0:00

In this lecture, we're going to continue the

data analysis example that we started in part one.

If you recall, we, we laid down, kind of a list of

te, of steps that generally one might take when doing a data analysis.

And previously we talked about the first roughly half of these steps.

And in this lecture, we're going to talk about the remaining half.

So this includes exploratory data analysis, statistical

prediction and modeling, interpretation, challenging your results, synthesizing

and writing up the results, and creating reproducible code.

0:30

So if you recall, the basic question was, can

I automatically detect emails that are SPAM or not?

And a more slightly, more concrete version of this

question that can be used to translate into a Cisco

problem was, you know, can I use quantitative characteristics

of the emails to classify them as SPAM or HAM?

0:50

So, our data set, again, was, from

this, UCI machine, Learning Repository, which had already

been cleaned up, and it was available in the, current lab package as a data set.

So this data set had 4,600, observations, or emails,

that had been kind of characterized along 58 different variables.

1:12

so, the first thing that we need to do with this data set if

we want to build a model to kind of, classify emails into spam or not.

Is that we need to split the data set into test set and a training set.

So the idea is that we're going to use part of the test

of the data set to build our model, and then we're going to

use another part of the data set which is independent of the first

part to actually determine how good our model is kind of making a prediction.

So here I'm

a taking a random half of the data set, so

I'm using, I'm flipping a coin with the rbinom function, to

generate a random kind of coin flip with probability of

half so that'll separate the the data set into two pieces.

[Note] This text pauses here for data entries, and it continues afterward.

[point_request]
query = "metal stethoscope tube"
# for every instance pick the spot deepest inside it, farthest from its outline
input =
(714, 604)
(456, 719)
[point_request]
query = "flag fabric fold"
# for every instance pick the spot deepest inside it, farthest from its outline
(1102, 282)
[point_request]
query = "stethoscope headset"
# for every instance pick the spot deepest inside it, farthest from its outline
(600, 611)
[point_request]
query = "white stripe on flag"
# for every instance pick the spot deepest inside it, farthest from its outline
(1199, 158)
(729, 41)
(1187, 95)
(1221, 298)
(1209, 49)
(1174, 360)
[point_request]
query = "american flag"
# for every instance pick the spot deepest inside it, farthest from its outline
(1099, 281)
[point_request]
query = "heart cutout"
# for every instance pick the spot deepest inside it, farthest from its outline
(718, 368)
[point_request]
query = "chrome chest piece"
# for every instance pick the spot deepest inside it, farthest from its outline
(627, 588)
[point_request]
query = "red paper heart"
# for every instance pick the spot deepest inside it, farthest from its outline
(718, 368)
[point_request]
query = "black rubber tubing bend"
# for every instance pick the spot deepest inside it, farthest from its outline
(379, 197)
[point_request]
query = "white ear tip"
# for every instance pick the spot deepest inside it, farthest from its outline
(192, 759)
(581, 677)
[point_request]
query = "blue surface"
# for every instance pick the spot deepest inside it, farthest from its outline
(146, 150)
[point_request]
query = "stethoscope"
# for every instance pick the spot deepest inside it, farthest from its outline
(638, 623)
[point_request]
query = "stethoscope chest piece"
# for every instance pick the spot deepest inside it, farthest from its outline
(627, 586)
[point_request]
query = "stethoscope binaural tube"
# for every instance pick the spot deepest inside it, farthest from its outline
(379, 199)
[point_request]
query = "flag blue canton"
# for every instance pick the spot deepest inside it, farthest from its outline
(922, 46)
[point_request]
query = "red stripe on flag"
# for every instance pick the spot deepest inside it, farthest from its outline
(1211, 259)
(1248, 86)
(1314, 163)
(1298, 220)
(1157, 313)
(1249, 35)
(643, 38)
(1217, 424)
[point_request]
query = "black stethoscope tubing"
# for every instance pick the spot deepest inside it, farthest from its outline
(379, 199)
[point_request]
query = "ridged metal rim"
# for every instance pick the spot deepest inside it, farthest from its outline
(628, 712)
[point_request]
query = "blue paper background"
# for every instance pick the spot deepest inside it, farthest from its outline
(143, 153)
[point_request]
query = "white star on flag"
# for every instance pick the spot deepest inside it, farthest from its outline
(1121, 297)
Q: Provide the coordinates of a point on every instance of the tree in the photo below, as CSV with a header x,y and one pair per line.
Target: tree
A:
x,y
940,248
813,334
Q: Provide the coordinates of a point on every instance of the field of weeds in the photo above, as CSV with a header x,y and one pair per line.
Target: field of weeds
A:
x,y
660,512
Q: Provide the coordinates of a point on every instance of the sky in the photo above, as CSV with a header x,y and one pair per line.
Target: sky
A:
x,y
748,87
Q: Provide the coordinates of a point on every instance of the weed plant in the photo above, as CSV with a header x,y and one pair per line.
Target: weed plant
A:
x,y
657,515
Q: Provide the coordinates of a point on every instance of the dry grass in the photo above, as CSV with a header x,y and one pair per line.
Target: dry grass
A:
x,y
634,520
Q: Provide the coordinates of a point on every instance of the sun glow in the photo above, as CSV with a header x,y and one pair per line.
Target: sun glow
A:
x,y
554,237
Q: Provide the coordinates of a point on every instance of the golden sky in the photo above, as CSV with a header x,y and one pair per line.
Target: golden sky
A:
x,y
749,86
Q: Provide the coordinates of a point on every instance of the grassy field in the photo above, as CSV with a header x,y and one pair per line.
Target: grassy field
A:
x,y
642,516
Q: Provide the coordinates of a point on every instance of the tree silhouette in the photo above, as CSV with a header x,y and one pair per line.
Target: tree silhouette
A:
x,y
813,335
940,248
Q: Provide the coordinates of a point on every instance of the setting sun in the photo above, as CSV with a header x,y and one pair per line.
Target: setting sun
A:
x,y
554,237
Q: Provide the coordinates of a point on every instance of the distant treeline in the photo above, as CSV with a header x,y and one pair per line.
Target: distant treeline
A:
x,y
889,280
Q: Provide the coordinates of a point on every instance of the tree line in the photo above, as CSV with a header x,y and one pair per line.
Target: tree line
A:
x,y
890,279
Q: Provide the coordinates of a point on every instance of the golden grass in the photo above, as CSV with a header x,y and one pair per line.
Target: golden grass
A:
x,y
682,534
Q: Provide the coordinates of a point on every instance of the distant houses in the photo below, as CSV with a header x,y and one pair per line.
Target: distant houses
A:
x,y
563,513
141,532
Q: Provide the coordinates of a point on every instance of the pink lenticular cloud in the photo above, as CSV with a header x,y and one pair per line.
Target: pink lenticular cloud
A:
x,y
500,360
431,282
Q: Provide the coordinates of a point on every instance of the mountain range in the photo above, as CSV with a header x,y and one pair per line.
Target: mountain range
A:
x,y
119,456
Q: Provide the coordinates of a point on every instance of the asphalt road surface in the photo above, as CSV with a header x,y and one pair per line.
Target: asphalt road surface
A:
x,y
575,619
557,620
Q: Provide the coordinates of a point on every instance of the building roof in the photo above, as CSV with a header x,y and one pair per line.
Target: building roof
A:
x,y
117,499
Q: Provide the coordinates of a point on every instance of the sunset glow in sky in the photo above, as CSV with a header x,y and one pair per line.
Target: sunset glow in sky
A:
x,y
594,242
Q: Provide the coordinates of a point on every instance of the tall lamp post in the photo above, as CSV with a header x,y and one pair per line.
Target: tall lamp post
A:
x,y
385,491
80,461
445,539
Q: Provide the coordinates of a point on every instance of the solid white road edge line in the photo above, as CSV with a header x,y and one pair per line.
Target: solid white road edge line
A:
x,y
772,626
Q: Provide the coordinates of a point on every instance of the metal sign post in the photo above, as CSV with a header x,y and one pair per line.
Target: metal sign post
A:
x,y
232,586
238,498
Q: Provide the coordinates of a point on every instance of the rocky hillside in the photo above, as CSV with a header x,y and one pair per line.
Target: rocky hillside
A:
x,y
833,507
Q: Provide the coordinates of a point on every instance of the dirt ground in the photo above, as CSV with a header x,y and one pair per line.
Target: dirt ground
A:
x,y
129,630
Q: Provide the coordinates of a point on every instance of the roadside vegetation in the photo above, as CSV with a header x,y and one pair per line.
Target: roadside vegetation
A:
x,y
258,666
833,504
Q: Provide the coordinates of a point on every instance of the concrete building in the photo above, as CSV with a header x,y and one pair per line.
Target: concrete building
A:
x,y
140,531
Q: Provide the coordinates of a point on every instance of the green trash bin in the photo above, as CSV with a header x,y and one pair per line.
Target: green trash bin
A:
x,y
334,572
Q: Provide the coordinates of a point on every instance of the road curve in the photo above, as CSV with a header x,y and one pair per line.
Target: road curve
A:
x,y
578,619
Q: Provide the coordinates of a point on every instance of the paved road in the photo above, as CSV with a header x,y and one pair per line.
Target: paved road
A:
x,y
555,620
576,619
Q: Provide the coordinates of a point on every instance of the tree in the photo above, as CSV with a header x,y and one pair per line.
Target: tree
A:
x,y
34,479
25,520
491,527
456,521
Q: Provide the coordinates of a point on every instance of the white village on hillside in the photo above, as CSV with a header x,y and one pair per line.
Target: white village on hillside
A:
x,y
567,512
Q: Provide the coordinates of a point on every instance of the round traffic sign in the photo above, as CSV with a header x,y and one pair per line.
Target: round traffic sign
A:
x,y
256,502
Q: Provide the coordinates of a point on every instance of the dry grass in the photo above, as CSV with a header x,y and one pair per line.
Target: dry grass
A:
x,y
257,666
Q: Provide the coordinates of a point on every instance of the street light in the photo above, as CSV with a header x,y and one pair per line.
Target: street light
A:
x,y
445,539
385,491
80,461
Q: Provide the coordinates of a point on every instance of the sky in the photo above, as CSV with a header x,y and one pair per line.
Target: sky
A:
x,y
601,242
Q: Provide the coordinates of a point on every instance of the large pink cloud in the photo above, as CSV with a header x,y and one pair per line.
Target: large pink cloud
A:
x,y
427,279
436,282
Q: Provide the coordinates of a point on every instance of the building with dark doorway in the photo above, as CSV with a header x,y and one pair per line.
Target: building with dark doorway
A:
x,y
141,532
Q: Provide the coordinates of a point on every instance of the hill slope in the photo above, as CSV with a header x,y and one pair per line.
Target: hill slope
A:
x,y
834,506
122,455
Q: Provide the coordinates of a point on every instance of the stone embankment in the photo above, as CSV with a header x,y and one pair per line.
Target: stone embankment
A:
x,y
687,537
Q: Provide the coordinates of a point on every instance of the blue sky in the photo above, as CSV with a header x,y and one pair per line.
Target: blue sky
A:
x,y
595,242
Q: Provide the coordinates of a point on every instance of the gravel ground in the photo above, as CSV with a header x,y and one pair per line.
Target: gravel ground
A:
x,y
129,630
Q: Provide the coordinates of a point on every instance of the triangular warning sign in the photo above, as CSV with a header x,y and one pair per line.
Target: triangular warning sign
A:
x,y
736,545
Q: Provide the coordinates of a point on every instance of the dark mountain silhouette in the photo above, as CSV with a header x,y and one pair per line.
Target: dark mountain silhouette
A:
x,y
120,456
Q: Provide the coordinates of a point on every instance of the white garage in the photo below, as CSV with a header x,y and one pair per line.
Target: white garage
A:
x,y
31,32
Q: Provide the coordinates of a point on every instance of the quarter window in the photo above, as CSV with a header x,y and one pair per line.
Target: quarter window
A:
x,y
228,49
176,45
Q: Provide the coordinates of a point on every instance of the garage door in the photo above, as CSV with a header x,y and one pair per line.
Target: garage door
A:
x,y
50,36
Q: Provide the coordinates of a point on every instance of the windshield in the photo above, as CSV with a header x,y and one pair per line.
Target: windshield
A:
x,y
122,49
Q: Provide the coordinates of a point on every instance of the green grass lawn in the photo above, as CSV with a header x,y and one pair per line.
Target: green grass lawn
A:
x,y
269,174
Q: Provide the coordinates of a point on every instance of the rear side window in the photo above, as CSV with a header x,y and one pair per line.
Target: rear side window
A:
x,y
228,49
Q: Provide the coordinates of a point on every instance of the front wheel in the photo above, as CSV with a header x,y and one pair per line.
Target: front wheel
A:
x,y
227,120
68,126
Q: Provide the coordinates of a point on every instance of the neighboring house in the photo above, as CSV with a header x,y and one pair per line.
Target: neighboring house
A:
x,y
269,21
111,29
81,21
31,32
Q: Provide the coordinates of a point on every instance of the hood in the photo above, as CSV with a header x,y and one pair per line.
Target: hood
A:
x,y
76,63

So you can see that roughly 2000, so 2314 are going

to be one half and 2287 will be in the other half.

And so the training set will be, will be, one set and

the test set will be another set of data.

2:08

So the first thing we're going to want to

do is a little bit of exploratory data analysis.

We have not looked at this data set yet.

And so it would be useful to look at kind

of what are the, what data, what did the data

look like, what's the distribution of the data, you know

what what are the relationships between the variables, things like that.

So we want to look at basic summaries one

dimensional, two dimensional summaries of the data we want to

check for is there are any missing data, you

know why is there missing data, if there is create

some exploratory plots and do a little kind of exploratory analyses.

So so if we look at the training data sets,

so that's what we're going to focus on right now as

we do our exploratory analysis, as we build our model,

all that's going to be done in the training data set.

And if you look at the, the column names of the dataset, you can see that they're

all just words essentially and and if you look

at the first five rows, we can see that

basically that these are the frequencies at which they occur in a given email.

So you can see, you can see the work make does not appear in

that first email and, and the word mail does not appear, so things like that.

So these are all basically frequency counts, or

frequencies of, of words within each of the emails.

3:21

So if we look at the training data set, and look at the outcome

we see that 906 of, of the emails are spam, are classified as spam.

And the other 1381 are classified as non-spam.

So these, this is what we're going to use to

kind of build our model for predicting the spam emails.

3:39

We can make some plots and we can compare, you know, so what are

the frequen, the frequencies of certain characteristics

between the spam and the non spam emails.

So, here we're looking at a variable called capital ave.

So the average number of capital letters.

And, you can see that its difficult to look

at this picture, because the data are highly skewed.

And so, in these kinds of situations it's often useful to

just kind of look at the log transformation of the variable.

So, here I'm going to to take the base ten log of the data

set, or, I'm sorry, the variable, and compare them to spam and nonspam.

And since there are a lot of zeros in

this particular variable, taking the log of zero doesn't

really make sense.

So we'll just add 1 to that variable, just so we can take the

log and kind of get a rough sense of what the data look like.

Typically, you don't, you wouldn't want to just add 1 to a variable just because.

But since we're just exploring the data, a, like, making, kind

of, exploratory plots, it's okay to do that in this case.

So here you can see, rather obviously, that, the

spam emails have a much higher rate of these,

capital letters, than the non spam emails, and of course, if

you've ever seen spam emails, you're probably familiar with that phenomenon.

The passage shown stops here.